Design Lead at Headspace
✔ Encourage adoption
We had a solid use case people would likely benefit from, but we had to address people's barriers around not feeling safe engaging with AI.
This is where (through the upfront experience and research that we had done) we realized that we needed to emphasize that Ebb is built by clinical experts. The more we elevate that early in the experience, we increase feelings of trust for people.
People were concerned about their privacy—so this one was delicate. How much do you talk about data and privacy up front? You don't want to overwhelm people. We had to strike the right balance.
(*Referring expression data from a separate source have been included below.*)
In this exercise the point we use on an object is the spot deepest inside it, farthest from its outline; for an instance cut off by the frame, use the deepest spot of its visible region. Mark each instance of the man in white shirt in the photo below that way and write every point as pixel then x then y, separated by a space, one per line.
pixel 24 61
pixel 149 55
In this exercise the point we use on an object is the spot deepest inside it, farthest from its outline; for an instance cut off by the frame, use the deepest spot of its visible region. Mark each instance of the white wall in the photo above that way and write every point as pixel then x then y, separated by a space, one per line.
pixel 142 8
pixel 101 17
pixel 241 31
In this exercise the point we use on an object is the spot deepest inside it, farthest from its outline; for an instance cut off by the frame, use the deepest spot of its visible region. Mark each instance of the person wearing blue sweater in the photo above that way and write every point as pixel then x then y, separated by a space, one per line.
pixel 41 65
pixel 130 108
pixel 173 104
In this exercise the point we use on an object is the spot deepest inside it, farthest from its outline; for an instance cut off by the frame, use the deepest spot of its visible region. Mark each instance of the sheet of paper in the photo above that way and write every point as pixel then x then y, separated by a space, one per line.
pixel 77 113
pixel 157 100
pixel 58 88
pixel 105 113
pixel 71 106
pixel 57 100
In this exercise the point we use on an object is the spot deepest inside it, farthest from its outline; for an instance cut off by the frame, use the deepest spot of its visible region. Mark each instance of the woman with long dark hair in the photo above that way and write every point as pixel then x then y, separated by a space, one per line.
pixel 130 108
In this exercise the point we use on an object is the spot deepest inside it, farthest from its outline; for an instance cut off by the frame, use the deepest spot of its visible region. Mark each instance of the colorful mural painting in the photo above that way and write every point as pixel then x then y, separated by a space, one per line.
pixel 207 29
This use case around reflection became a safe container in the larger context of mental health for us to leverage the power of generative AI and specifically conversational AI to understand someone's unique context and encourage deep reflection.
Design Lead at Headspace
✔ Nail the experience with the right methodology
The next step was to really nail that first reflective conversation and interaction with Ebb, so people keep coming back. We adopted an iterative approach to refining the conversational experience where research had a big role to play. A huge shout out to Co-Lab last year and the folks from Duolingo who helped influence our approach.
We conducted…
An upfront desirability and attitudinal study on AI and reflection
Diary studies combined with voice flow prototyping and then extensive in-house testing
Usability + naming tests
The feedback loops between the conversation design and these methods—the desirability and attitudinal study on AI, diary studies and voice flow prototyping and finally several rounds of internal red teaming sessions helped our conversational designers hone the structure, cadence of the conversation, fine tune the voice and tone of Ebb.
We also used two rounds of concept testing and usability tests to inform the design of the conversational interface and Ebb’s identity, all towards supporting safe and deep reflection for our members.
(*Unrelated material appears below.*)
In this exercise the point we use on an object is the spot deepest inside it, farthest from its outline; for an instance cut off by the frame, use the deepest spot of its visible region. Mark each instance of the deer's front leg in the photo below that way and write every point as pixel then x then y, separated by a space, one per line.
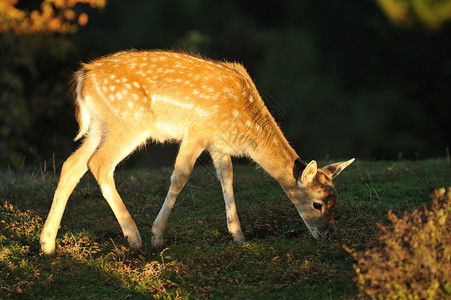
pixel 188 153
pixel 224 169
How did this all come together in the experience? Let’s come back to the notion of safety.
✔ Cultivate a sense of safety to maximize health benefits
One of the ways we helped members feel safe within the experience was to elevate their choice, control, and autonomy.
In order to encourage quality reflection and free expression, we designed the conversational experience to feel open and calm but then also give people clear boundaries to keep them safe. For example, giving people the chance to end or delete a conversation anytime if things get sensitive.
It’s also important to note that Ebb never offers you advice as a coach or a therapist would and waits for your signal if you ever want suggestions with activities from our content library. Ebb, powered by safety detection mechanisms, is constantly sensing if your needs are escalated in any way, it will gently guide you to crisis resources or a provider.
Last but not least, shaping the persona of Ebb was important to create that sense of safety. We married psychology best practices and brand guidelines to shape the persona, voice, and approach of Ebb, and how it communicates with you.
We also shaped its visual presence to be gentle, hopeful, and compassionate. There’s lots of power here for design to evoke a certain feeling with AI.
Wrapping it up
The team at Headspace knew they needed to look at all angles when merging wellness and GenAI. This project required a conscientious approach.
By finding the right use case and blending a variety of methodologies on Dscout—from attitudinal studies to diary studies and usability and naming tests—the team was able to share their new offering with both pride and peace of mind.